Now, if I walk up with a head in my hand and carry it up to the camera, technically we will not know the difference. We don’t have any idea if you have a heart or a pulse, all we know is that it’s not a flat image, it’s not a mask or a picture of a person, it is a real face. And we do expect you to have your eyes open. So if the eyes are closed, we can’t do it, and you would not be given access.

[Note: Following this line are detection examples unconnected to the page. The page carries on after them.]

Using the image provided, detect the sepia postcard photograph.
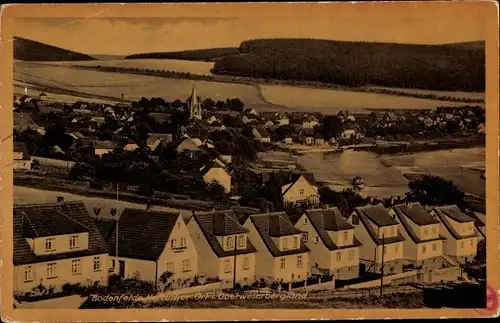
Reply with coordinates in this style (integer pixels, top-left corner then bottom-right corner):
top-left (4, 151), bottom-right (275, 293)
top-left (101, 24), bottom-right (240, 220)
top-left (0, 1), bottom-right (500, 322)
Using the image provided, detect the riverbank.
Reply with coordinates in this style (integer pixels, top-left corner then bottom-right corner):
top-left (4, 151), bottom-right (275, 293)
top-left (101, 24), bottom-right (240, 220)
top-left (68, 65), bottom-right (484, 104)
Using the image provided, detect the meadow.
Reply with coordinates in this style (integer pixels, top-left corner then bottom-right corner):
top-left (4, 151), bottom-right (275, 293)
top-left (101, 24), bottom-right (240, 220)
top-left (14, 59), bottom-right (484, 113)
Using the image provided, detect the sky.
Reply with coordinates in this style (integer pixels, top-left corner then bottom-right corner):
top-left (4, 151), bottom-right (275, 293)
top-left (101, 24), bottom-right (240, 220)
top-left (14, 6), bottom-right (485, 55)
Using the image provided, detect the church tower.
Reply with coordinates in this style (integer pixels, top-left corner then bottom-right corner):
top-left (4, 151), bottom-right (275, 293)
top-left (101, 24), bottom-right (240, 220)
top-left (188, 83), bottom-right (201, 120)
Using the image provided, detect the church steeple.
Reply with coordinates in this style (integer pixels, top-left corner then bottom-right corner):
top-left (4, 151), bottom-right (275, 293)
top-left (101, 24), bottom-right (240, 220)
top-left (189, 83), bottom-right (201, 119)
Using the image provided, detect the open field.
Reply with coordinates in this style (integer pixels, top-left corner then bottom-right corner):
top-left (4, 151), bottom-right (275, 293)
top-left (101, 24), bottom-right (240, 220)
top-left (43, 59), bottom-right (214, 75)
top-left (14, 60), bottom-right (480, 113)
top-left (260, 85), bottom-right (484, 112)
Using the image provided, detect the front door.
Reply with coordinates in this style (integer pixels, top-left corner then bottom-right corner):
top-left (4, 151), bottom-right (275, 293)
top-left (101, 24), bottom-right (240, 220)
top-left (118, 260), bottom-right (125, 278)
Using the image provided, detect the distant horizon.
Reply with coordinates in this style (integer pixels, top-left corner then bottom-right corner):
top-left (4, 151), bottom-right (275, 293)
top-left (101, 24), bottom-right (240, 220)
top-left (14, 35), bottom-right (485, 58)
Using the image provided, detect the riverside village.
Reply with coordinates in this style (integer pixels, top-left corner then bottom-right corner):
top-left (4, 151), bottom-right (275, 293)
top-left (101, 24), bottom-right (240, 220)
top-left (13, 82), bottom-right (486, 308)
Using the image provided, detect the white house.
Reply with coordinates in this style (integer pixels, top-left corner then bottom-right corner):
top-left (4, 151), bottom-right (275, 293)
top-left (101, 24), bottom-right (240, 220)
top-left (252, 125), bottom-right (271, 143)
top-left (107, 208), bottom-right (198, 287)
top-left (243, 212), bottom-right (309, 283)
top-left (347, 205), bottom-right (404, 275)
top-left (12, 142), bottom-right (31, 170)
top-left (295, 207), bottom-right (361, 280)
top-left (187, 210), bottom-right (256, 287)
top-left (12, 201), bottom-right (108, 294)
top-left (431, 205), bottom-right (479, 263)
top-left (200, 162), bottom-right (231, 193)
top-left (389, 203), bottom-right (445, 268)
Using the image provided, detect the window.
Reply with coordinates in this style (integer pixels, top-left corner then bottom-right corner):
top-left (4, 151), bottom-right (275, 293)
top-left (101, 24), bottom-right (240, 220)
top-left (280, 258), bottom-right (286, 269)
top-left (238, 235), bottom-right (246, 248)
top-left (297, 255), bottom-right (302, 268)
top-left (226, 237), bottom-right (234, 249)
top-left (224, 260), bottom-right (231, 273)
top-left (165, 261), bottom-right (175, 273)
top-left (71, 259), bottom-right (82, 275)
top-left (243, 257), bottom-right (250, 270)
top-left (47, 262), bottom-right (57, 278)
top-left (337, 252), bottom-right (342, 262)
top-left (24, 266), bottom-right (33, 283)
top-left (182, 259), bottom-right (191, 271)
top-left (94, 256), bottom-right (101, 271)
top-left (69, 236), bottom-right (80, 249)
top-left (283, 238), bottom-right (288, 250)
top-left (45, 238), bottom-right (56, 251)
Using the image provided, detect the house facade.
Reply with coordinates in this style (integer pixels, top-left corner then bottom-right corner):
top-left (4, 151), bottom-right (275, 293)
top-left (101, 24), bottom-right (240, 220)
top-left (108, 208), bottom-right (198, 286)
top-left (13, 202), bottom-right (108, 294)
top-left (347, 205), bottom-right (405, 275)
top-left (243, 212), bottom-right (309, 283)
top-left (12, 142), bottom-right (31, 170)
top-left (187, 210), bottom-right (256, 287)
top-left (431, 205), bottom-right (479, 263)
top-left (295, 207), bottom-right (361, 280)
top-left (389, 203), bottom-right (445, 268)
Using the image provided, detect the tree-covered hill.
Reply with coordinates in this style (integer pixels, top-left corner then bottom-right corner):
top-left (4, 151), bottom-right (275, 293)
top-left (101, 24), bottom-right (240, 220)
top-left (14, 37), bottom-right (95, 61)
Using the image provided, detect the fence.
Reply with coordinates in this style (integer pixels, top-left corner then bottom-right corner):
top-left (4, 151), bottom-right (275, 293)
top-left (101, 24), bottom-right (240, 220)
top-left (307, 286), bottom-right (420, 299)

So if you were trying to open up an ATM that uses facial recognition, and you just needed their head, you’d still have to get their eyes open, they would still have to blink. So there would be a liveness check going on, saying “They never blinked through that whole time. Let’s have them smile.” And so our system would actually prompt you to please turn your head to the right, and please stick your tongue out.

If you could perform those with a head detached? Yes, you could fool the system. But I don’t especially like your chances.

Schools and malls


Hey, you sit down with a facial recognition specialist, there are some things you absolutely have to ask. You mentioned earlier that you could use the system to not only tell how old somebody is but their mood at the time?


That’s correct.

The potential of infrared cameras for the future.

The potential for facial recognition with infrared cameras.


Is there a way to use it to spot when people are feeling violent? Because that might be handy at school gates and mall doors and venue turnstiles, no? If you could stop anyone who was feeling extremely violent before they got in?


I get asked that question every single day. Can I tell if someone’s going to commit a crime? Can I tell if somebody’s under that much stress?

I can’t.

What I can report is whether they’re happy, sad, neutral. We don’t have a lot of emotions in the system. Stress is one I get asked for on a regular basis. Employers tell us they’d like to know if an employee comes back to work stressed out, so maybe they can get them some help. And it makes perfect sense, what they want to do with it. It’s not trying to try to pick people out of a crowd, but it is one of those things that I get asked for on a regular basis. And it’s just that we haven’t trained our models well enough to do that yet. We’re looking at it though. We’re looking at those capabilities.


Something for the future, then?


Absolutely it is, and it and there are ways to tell. The way the veins in the face are and things like that. There’s a lot that you can tell with an infrared camera. I can tell if your temperature is rising, I can tell a lot of stress information. So I imagine we’ll be able to test for a lot of those things in four or five years.